Wednesday, August 20, 2014

Elephants: With More risk of extinction than I thought – Consensus Journal


  With a total of 33 thousand 630 dead animals from 2010 to 2012, elephants are endangered

  By: Agencies

 La elephant poaching in Africa could be worse than estimated in recent years, which would seriously threatening the future of this animal on the continent, warned on Monday a new report.

  Researchers at the Samburu Nature Reserve Kenya developed a new model for the entire continent it possible to detect an increase in deaths of elephants.

  The study, published by the American Academy of Science (PNAS), notes that the populations of these mammals are falling at a rate of 2% per year, a decline that exceeds their ability to reproduce.

  “Basically, this means that we are beginning to lose the species,” said the author of the work by George Wittemyer, assistant professor in the department of fisheries, wildlife and conservation biology of the Colorado State University in United States.

  Although the number of elephants living in the wild is difficult to calculate, the World Wildlife Fund (WWF, its acronym in English) estimates that between 470 thousand and 690 thousand of these animals in the African continent.

  The study indicates that the annual rate of elephants killed illegally between 2010 and 2012 in relation to the existing population of these animals in Africa was 6.8%, representing a total of 33 thousand 630 dead animals at the hands of poachers in those three years.

  Although hunting declined slightly in 2012, the figures are still too high, leading to a population decline of 2-3% per year, after taking into account the rates of reproduction.
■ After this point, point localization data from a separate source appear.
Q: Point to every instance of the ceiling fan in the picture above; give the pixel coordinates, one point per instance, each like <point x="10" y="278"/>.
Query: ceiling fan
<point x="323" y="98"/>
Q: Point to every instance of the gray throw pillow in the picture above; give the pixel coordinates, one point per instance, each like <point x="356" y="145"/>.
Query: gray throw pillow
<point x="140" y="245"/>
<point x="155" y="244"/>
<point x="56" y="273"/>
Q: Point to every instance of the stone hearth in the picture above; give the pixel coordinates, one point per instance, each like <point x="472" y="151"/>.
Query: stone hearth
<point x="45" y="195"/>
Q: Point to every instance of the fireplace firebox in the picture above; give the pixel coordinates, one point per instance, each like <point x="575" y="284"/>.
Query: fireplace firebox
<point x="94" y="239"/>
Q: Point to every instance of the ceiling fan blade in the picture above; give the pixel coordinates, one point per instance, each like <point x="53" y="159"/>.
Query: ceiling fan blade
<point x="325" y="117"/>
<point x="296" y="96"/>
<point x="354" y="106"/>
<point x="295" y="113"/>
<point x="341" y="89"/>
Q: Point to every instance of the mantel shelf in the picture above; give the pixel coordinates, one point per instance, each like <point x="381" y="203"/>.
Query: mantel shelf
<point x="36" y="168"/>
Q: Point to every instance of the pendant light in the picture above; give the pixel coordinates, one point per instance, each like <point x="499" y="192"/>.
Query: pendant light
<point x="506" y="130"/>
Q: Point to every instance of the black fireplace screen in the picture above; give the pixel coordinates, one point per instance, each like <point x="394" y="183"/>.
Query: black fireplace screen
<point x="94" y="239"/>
  Central Africa, Tanzania and Mozambique are the areas most affected by poaching house, requiring the authors of the research. Only in Central African elephant populations declined by 63.7% between 2002 and 2012.

  According to the report, poaching increases especially when the ivory price exceeds $ 30 per kg.

  “Today is $ 150 and poaching becomes a big problem,” said Wittemyer.

  “Our analysis shows a high price in the illegal ivory trade paid for the elephants in Africa and suggests that the current hunting rate is higher than the estimated reproductive capacity of the species,” insisted the authors.

  One factor that partly explains the increased hunting is its high price in countries like China, which tripled between 2010 and 2014, rising from $ 750 to two thousand 100 kg, the data indicate Save the Elephants (save the elephants.)

  In the early twentieth century, 20 million African elephants were counted but the number fell to just 1.2 million in 1980.

  Although hunting was banned in 1989, are currently only 500 thousand of these animals, according to figures from the Convention on International Trade in Endangered Species (CITES).